I ran both of the queries on a good node to get the cluster state, both returned 10 rows (which matches our node count currently). I saw the below state:
cqlsh> select * from system.raft_state;
group_id | disposition | server_id | can_vote
--------------------------------------+-------------+--------------------------------------+----------
d6f14d80-5cbc-11ef-9c2c-d7f4c1c778e5 | CURRENT | 361040b2-f2ce-46ee-ae8f-5ccb7a516dae | True
d6f14d80-5cbc-11ef-9c2c-d7f4c1c778e5 | CURRENT | 49546c8d-6dcf-4980-9c86-5ef1e8c53fa7 | True
d6f14d80-5cbc-11ef-9c2c-d7f4c1c778e5 | CURRENT | 49deb87f-adbf-4524-9728-9d49aa58e36b | False
d6f14d80-5cbc-11ef-9c2c-d7f4c1c778e5 | CURRENT | 5b6298da-0961-4b71-8ca2-99d753722fa5 | True
d6f14d80-5cbc-11ef-9c2c-d7f4c1c778e5 | CURRENT | 7c458569-23c4-4caa-a2a8-f9faf069f3ec | True
d6f14d80-5cbc-11ef-9c2c-d7f4c1c778e5 | CURRENT | 92d1ab67-0faa-4120-b26a-106af738b355 | True
d6f14d80-5cbc-11ef-9c2c-d7f4c1c778e5 | CURRENT | 9ca8bf78-0167-4f58-91a7-9d2f1e5cf19f | True
d6f14d80-5cbc-11ef-9c2c-d7f4c1c778e5 | CURRENT | ad69d877-3262-41a5-88ef-ca973bddefce | True
d6f14d80-5cbc-11ef-9c2c-d7f4c1c778e5 | CURRENT | b7316efa-e8e8-4031-abfa-05943c753bda | True
d6f14d80-5cbc-11ef-9c2c-d7f4c1c778e5 | CURRENT | bf03fa3a-42e4-416a-b84c-b0704a801c12 | True
(10 rows)
cqlsh> select * from system.cluster_status;
peer | dc | host_id | load | owns | status | tokens | up
----------+---------+--------------------------------------+---------------+----------+--------+--------+------
10.*.*.* | us-east | b7316efa-e8e8-4031-abfa-05943c753bda | 5947483845182 | 0.093779 | NORMAL | 256 | True
10.*.*.* | us-east | 7c458569-23c4-4caa-a2a8-f9faf069f3ec | 6040102510775 | 0.105843 | NORMAL | 256 | True
10.*.*.* | us-east | ad69d877-3262-41a5-88ef-ca973bddefce | 5278908551309 | 0.098916 | NORMAL | 256 | True
NODE B | us-east | 9ca8bf78-0167-4f58-91a7-9d2f1e5cf19f | 4520013810048 | 0.093432 | NORMAL | 256 | True
NODE A | us-east | 36593f45-cba6-4368-a287-b5e692b8bb7e | | 0.112803 | NORMAL | 256 | True
10.*.*.* | us-east | 49546c8d-6dcf-4980-9c86-5ef1e8c53fa7 | 6003262766104 | 0.103674 | NORMAL | 256 | True
10.*.*.* | us-east | 92d1ab67-0faa-4120-b26a-106af738b355 | 5755106310906 | 0.100487 | NORMAL | 256 | True
10.*.*.* | us-east | 361040b2-f2ce-46ee-ae8f-5ccb7a516dae | 5902387877491 | 0.103925 | NORMAL | 256 | True
10.*.*.* | us-east | bf03fa3a-42e4-416a-b84c-b0704a801c12 | 5890694964817 | 0.093611 | NORMAL | 256 | True
10.*.*.* | us-east | 5b6298da-0961-4b71-8ca2-99d753722fa5 | 5617537828836 | 0.09353 | NORMAL | 256 | True
49deb87f-adbf-4524-9728-9d49aa58e36b
was only showing up in the raft_state
and was not in nodetool status
or nodetool gossipinfo
, and only referenced in some log warnings about not being able to hit it. So, it matched the definition of a ghost member, so I ran a nodetool removenode
on it, which quickly completed and removed it from the above table.

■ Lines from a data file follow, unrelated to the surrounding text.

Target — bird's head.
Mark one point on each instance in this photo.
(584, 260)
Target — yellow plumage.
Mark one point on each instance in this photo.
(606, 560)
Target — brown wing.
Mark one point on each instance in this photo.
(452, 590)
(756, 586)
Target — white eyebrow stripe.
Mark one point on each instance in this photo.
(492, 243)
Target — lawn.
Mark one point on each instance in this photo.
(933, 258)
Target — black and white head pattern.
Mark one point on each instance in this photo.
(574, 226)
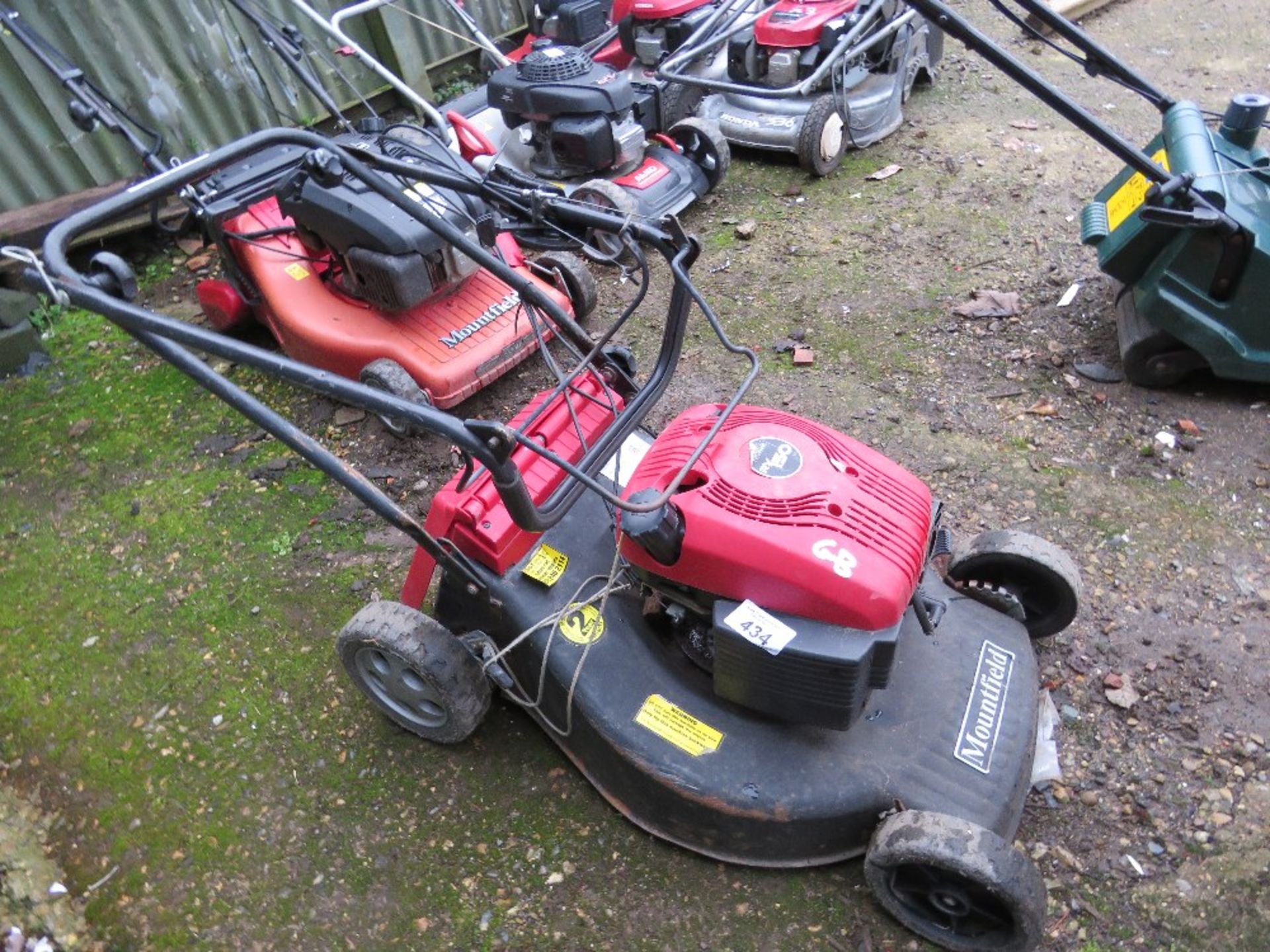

I gave Scylla on Node A a restart a while afterwards, as nothing on it changed and there were no logs coming out of it. It’s back to where it was before, just logging a ton about compactions, but still stuck at starting system distributed keyspace
.
So, the current state:
- 10 nodes showing as
UN
innodetool status
- 10 nodes in
system.cluster_status
asup = True
, with just Node A missing theload
column - 9 nodes in
system.raft_state
, missing Node A
Is there some way to get Node A back into Raft?